Early studies showed that GM-CSF acts as an immune adjuvant to drive both humoral and cellular immune responses. GM-CSF has been reported to initiate the proliferation, differentiation and activation of macrophages, neutrophils, various antigen presentation cells, and to some degree, T cells, in addition to several direct immune-stimulatory functions. Clearly, these properties make GM-CSF a potent adjuvant. In fact, injection of irradiated, GM-CSF transfected tumor cells stimulated an intense local inflammatory reaction consisting of DCs, macrophages, and granulocytes 80, 81. The activation and accumulation of such large numbers of APC indicates that GM-CSF functioned to increase tumor antigen presentation. Unlike the type of DC accumulation induced by Flt3-ligand overexpression 82, GM-CSF resulted in much higher levels of protective immunity.
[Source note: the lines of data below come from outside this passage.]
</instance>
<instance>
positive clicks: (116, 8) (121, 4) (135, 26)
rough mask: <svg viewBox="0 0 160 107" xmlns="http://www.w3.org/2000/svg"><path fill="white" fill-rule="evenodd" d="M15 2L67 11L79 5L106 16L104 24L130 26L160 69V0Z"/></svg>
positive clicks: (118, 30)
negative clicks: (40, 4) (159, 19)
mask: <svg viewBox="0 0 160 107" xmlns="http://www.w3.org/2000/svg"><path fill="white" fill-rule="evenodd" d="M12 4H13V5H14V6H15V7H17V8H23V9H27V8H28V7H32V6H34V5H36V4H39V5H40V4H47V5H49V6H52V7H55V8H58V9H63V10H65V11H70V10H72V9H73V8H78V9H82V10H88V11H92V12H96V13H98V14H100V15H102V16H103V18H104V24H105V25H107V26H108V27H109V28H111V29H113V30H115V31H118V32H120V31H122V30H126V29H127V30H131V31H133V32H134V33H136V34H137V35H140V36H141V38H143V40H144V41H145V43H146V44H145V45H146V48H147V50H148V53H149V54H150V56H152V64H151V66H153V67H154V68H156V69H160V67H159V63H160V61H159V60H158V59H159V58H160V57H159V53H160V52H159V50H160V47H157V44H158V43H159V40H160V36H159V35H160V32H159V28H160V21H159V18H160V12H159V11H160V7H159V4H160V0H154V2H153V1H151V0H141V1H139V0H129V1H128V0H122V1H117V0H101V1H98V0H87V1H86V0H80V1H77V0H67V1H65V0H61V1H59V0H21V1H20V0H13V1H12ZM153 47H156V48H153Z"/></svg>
It seems that GM-CSF may induce a subset of DCs that are superior for the phagocytosis of particulate material, such as dead tumor cells, and that express more costimulatory molecules. An increase in CD1 expression may also lead to greater activation of NKT cells, which play a crucial role in tumor immunity. Interestingly, tumor cells overexpressing GM-CSF could not induce such a high level of anti-tumor immunity in CD1d-deficient mice 83, 84. In addition to their ability to mobilize and activate DCs and NKT cells, GM-CSF-secreting tumor cells also cause increased production of cytokines such as IL-12 that are required for the activation of CD4+ T cells, which in turn promote cellular immunity and antibody production 85. Other promising approaches include immunization with antigen fused to GM-CSF 86.

Questions about GM-CSF and T cells

There are many examples of the importance of GM-CSF in inflammatory, infectious and autoimmune diseases. Clearly, GM-CSF can affect various cell types and can promote the survival, proliferation, activation and differentiation of various hematopoietic cell lineages, especially macrophages and DCs. Yet, GM-CSF gene-deficiency does not have dramatic effects on steady state numbers of DCs, raising doubts about a distinct role for GM-CSF in DC development and function in vivo. It is well known that many cell types such as lymphocytes, macrophages, fibroblasts, endothelial cells, chondrocytes and smooth muscle cells can make GM-CSF following appropriate stimulation. Very little is known, however, about how GM-CSF production is regulated in the most important producers, the T lymphocytes.

With regard to the link between GM-CSF and T cells, it is odd that we know so little about this important cytokine in this critical population of immune cells. We do not have a clear picture of the conditions and factors that regulate the expression of GM-CSF receptors on T cells. Although activation of CD4+ T cells, CD8+ T cells, and NKT cells leads to the production of GM-CSF, the detailed mechanisms that regulate the expression of this cytokine are poorly understood. While IFN-γ and IL-4 have been shown to inhibit GM-CSF expression, it is unknown whether they account for the transient expression of this cytokine in some T cell populations. Is there a T cell population that is more refractory to downregulation of GM-CSF production by IFN-γ and IL-4? Does GM-CSF produced by T cells play a role regulating the differentiation and function of antigen-presenting cells? Most importantly, can T cells respond directly to GM-CSF? If so, is there a subset difference? Answers to these questions will not only advance our understanding of the basic biology of GM-CSF, but also allow for better clinical applications of this important heterotropic cytokine.